A buddy adventure at heart, the majority of Moana’s scenes rest on the shoulders of Johnson and Cravalho, who don’t merely suffice in their roles, but excel. The film’s musical numbers are well-paced, well-placed, inventive and wonderfully sung. I’m pretty sure I caught a momentary Mad Max: Fury Road reference in the instrumental score, and when the story hit its climactic peak, I... might have cursed softly over the sheer aesthetic beauty of what I was seeing.

Walt Disney Studios

Moana has a relatively familiar mythic framing, but the story that directors Ron Clements, John Musker, Don Hall and Chris Williams deliver, has — if you’ll pardon the maritime pun — considerable depth.

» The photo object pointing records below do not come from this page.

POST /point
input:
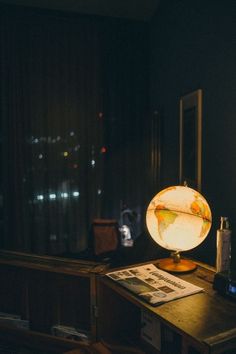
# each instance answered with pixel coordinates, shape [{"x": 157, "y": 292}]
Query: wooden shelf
[
  {"x": 48, "y": 291},
  {"x": 192, "y": 324}
]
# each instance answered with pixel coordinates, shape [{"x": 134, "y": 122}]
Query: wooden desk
[{"x": 203, "y": 323}]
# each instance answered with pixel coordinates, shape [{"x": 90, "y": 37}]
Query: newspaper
[{"x": 153, "y": 285}]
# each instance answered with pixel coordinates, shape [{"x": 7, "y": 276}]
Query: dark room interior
[{"x": 92, "y": 93}]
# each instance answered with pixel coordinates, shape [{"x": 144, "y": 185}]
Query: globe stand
[{"x": 176, "y": 264}]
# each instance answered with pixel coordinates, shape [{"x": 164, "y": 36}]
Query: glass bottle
[{"x": 223, "y": 246}]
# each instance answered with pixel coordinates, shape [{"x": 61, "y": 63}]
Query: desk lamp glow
[{"x": 178, "y": 218}]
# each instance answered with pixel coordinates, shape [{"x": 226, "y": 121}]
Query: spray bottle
[{"x": 223, "y": 246}]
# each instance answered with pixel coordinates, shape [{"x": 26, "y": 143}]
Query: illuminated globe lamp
[{"x": 178, "y": 219}]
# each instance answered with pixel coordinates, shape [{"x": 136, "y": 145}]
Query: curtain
[
  {"x": 74, "y": 126},
  {"x": 52, "y": 130}
]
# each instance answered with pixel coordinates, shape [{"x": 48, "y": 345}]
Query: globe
[{"x": 178, "y": 218}]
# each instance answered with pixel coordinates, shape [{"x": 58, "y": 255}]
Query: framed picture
[{"x": 190, "y": 169}]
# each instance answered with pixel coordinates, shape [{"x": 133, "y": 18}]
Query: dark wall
[{"x": 193, "y": 45}]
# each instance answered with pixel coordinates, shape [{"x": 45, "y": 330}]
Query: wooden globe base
[{"x": 183, "y": 265}]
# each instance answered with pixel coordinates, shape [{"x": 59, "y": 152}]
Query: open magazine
[{"x": 153, "y": 285}]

I had a nagging thought for the majority of my screening that a certain character seemed oddly underwritten, only to find that the two-dimensionality was deliberate and part of a major reveal. I wish Moana had one small scene to explicitly show a character’s third act turn instead of merely alluding to their motivation, and for the rare Disney movie where the protagonist’s parents are both alive, the role of Moana’s mother is minor and practically wordless.

But these are minor, minor quibbles for a beautiful, funny, uplifting story based on the mythology of and created with the collaboration of native Pacific Islanders, a group often marginalized in Western culture. Moana is not the first Disney princess to rebel against the rules of her society, and she certainly won’t be the last. But Moana reveals that her strength as a hero comes from her headstrong individuality, her family and her history in equal combination — not in opposition. It’s a message that Disney movies have attempted to sell before, with less skill, and less results.

Moana’s triumph should not be missed.

Also, if there’s any justice in this world, "How Far I’ll Go" will be the new "Let It Go."